Take manhole covers. (Not literally. We’d lose too many tourists.) The oldest to be found are in Oak Bay. On some, a waffle pattern is interrupted by letters reading:

GLENFIELD
& KENNEDY
LIMITED
KILMARNOCK.

Those four words and ampersand are the found poetry telling the story of a venerable hydraulic and sanitary engineering firm whose Scottish foundry cast all manner of iron sewerage works. It is thought these manhole covers, cast in the late 19th Century, came across the oceans as ballast in sailing ships.

The covers have a square-knob pattern, designed to offer a grip for horses’ hooves.
See. With a little imagination, we’re already back in horse-and-buggy days.

Lest wandering the asphalt seem dangerous in a city where an automobile’s turning signal may go unattended for several blocks, if not kilometres, a safer examination can be made at the southeast corner of Douglas and Yates. The sculptor Illarion Gallant’s eccentric bench, named Re:Assemblage, incorporates castoff grates and covers of cast iron. Locals refer to the street furniture as the Burnt Waffles.

Speaking of horses, the city has but three remaining hitching posts in the city, all on residential streets.

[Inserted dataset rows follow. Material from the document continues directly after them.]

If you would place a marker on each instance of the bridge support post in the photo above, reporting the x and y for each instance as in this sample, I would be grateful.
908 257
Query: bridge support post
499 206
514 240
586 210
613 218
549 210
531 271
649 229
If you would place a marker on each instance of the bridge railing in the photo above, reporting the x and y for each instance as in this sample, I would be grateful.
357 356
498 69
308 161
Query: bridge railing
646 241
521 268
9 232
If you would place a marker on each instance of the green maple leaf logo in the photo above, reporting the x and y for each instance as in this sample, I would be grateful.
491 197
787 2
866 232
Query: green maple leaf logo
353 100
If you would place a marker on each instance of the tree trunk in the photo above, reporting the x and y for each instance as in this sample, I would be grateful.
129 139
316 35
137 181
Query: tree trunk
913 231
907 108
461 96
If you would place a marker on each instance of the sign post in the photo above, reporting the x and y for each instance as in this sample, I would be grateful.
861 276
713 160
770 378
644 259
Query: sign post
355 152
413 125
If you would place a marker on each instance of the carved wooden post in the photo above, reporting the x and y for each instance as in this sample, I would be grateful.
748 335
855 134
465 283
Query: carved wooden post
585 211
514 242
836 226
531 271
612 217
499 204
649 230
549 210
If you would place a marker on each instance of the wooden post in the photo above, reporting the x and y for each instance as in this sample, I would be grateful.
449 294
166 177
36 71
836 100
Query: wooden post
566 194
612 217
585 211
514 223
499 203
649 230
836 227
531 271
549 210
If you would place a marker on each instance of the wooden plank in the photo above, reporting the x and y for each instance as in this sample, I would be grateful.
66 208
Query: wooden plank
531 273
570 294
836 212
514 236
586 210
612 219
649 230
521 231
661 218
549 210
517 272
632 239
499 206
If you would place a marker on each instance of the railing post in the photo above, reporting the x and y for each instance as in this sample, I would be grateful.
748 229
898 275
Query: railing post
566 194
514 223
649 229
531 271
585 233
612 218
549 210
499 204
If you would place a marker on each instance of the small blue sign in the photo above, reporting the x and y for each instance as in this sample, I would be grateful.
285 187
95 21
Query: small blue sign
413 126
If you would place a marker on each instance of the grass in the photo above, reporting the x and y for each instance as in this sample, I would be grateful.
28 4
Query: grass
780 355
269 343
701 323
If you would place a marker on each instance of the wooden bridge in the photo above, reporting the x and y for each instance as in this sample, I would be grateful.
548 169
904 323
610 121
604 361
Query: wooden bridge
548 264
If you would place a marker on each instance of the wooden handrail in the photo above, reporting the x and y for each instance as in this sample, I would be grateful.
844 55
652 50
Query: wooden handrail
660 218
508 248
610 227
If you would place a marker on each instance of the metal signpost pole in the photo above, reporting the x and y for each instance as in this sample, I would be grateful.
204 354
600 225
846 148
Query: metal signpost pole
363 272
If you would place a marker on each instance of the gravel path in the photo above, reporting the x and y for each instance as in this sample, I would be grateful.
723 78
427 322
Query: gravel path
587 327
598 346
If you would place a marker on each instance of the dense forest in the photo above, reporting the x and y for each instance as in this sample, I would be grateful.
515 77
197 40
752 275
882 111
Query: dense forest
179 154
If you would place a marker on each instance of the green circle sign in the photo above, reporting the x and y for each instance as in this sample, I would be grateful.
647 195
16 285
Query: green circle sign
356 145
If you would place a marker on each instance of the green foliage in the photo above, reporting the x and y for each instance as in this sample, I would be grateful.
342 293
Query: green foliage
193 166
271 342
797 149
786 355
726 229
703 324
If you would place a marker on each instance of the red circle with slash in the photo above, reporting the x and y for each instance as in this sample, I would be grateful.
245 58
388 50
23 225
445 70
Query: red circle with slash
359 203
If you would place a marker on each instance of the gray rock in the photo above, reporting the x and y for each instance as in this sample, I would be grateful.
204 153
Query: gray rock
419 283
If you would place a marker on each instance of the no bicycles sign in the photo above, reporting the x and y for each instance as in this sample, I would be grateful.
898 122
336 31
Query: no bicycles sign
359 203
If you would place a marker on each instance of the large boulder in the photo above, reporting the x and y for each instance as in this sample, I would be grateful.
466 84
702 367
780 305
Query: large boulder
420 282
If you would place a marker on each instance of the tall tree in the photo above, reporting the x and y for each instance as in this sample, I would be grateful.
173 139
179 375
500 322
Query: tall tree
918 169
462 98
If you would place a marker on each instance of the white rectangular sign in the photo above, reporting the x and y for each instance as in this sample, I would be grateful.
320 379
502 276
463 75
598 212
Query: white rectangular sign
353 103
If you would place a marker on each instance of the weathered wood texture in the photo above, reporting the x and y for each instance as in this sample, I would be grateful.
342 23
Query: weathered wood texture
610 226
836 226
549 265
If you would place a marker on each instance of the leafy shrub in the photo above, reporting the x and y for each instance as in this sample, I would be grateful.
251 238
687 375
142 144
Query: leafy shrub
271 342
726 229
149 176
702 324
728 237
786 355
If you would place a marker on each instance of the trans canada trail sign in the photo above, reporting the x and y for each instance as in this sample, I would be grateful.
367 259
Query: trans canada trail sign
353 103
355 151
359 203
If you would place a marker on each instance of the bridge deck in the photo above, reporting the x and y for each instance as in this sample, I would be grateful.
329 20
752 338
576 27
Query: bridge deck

Ms. Ringuette has also found eight mooring rings along the shoreline — one at Ogden Point, two at Clover Point, and five on the Inner Harbour, off Wharf Street, including two that are the only remaining fragments of the original Fort Victoria, built in 1843. The fort’s last original buildings were dismantled 135 years ago, but a stroll along the boardwalk leading to the Red Fish, Blue Fish restaurant offers a view of the rings on which sailing ships loaded with furs once moored.

Early in the past century, street names in ceramic could be found in the sidewalks of every downtown corner. Now, only two can be found downtown, while another 60 are scattered in several neighbourhoods.

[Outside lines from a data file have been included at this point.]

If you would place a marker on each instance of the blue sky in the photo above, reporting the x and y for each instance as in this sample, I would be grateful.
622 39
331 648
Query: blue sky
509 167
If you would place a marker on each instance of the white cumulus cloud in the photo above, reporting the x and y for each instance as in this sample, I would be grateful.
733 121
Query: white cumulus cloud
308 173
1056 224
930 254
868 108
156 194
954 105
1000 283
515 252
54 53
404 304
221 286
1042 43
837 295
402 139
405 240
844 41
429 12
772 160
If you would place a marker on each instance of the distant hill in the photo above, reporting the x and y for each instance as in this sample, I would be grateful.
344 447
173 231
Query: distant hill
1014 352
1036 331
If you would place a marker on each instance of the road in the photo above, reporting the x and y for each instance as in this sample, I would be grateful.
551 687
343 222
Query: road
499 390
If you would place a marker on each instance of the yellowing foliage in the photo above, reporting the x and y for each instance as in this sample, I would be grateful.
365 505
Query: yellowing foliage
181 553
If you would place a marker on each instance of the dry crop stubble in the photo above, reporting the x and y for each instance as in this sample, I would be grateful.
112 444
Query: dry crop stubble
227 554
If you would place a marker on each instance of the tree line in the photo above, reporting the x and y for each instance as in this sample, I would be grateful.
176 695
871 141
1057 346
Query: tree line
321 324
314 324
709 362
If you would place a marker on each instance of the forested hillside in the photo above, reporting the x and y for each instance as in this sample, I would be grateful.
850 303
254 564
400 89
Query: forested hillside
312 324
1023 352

The city maintains a stock of replacement letters at the Garbally Works Yard, something of a wonder as the company in Zanesville, Ohio, that manufactured the ceramic tiles went out of business during the Depression. A surplus of some letters — B, C and G — is offset by a shortage of others — only a handful of M and D remain. The stock of A and L has been long since exhausted, making it difficult to repair some sidewalk signs.

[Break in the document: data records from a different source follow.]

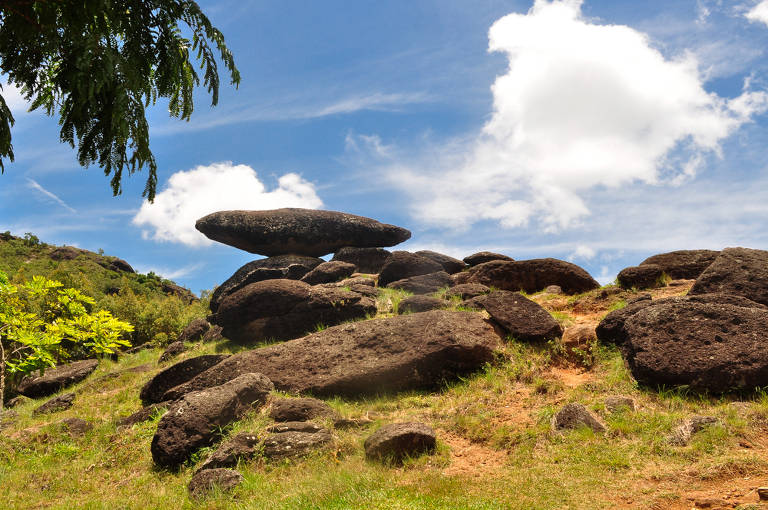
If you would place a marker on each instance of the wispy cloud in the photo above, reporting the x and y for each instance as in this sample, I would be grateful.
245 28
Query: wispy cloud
36 186
295 110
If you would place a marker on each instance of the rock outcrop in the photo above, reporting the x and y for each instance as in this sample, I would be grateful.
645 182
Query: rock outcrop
298 231
420 350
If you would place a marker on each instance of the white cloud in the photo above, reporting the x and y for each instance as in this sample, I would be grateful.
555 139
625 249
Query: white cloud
581 106
759 12
192 194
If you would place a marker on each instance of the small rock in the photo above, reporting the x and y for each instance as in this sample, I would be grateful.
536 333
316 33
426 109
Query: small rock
397 441
172 351
241 446
204 482
299 409
615 404
574 415
76 426
295 443
56 404
682 434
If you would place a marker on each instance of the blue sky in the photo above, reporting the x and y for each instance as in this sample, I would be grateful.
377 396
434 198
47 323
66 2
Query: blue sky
599 132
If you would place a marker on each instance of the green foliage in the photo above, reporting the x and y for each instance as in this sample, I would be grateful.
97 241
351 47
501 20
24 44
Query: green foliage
99 64
42 323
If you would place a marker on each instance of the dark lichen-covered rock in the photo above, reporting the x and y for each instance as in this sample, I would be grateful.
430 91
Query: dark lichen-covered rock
298 231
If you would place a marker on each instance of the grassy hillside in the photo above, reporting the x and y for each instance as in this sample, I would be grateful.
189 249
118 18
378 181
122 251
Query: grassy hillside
158 308
496 448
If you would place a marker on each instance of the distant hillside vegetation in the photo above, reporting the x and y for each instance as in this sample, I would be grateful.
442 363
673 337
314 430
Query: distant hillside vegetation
158 308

Like many residents, Ms. Ringuette chose Victoria as a place to retire. She moved here from Terrace in 1992. Born in Juneau and raised in Seward, Alaska, she grew up hunting moose, a pastime which she says offers no insight on governance, contrary to the statements by a certain former Alaska governor. One of her strogest memories of growing up in Alaska involves running down to the dock with the rest of Seward’s human and canine population to greet the arrival of a steamship. Perhaps it was this lack of entertainment as a child that fuels her dogged pursuit of the city’s hidden treasures.

For many years, she walked on sidewalks speckled by colourful glass squares without ever knowing their purpose. On learning they were sidewalk prisms designed to cast light onto basement storage areas extending beneath sidewalks. Three years ago, she completed her census of the once ubiquitous prisms. She counted 11,155 intact sidewalk prisms in seven downtown locations.

The largest collection can be found at 624 Broughton St., in front of the Yarrow Building.

It is her fond wish that someday the city place an interpretive plaque explaining the prisms, which, over the years, have turned a striking shade of purple from the oxidization of the manganese once used in the manufacture of glass.

She thinks they’d look swell at night if illuminated from below.

“It’s a wonderful heritage feature,” she said, “and we just stomp on it.”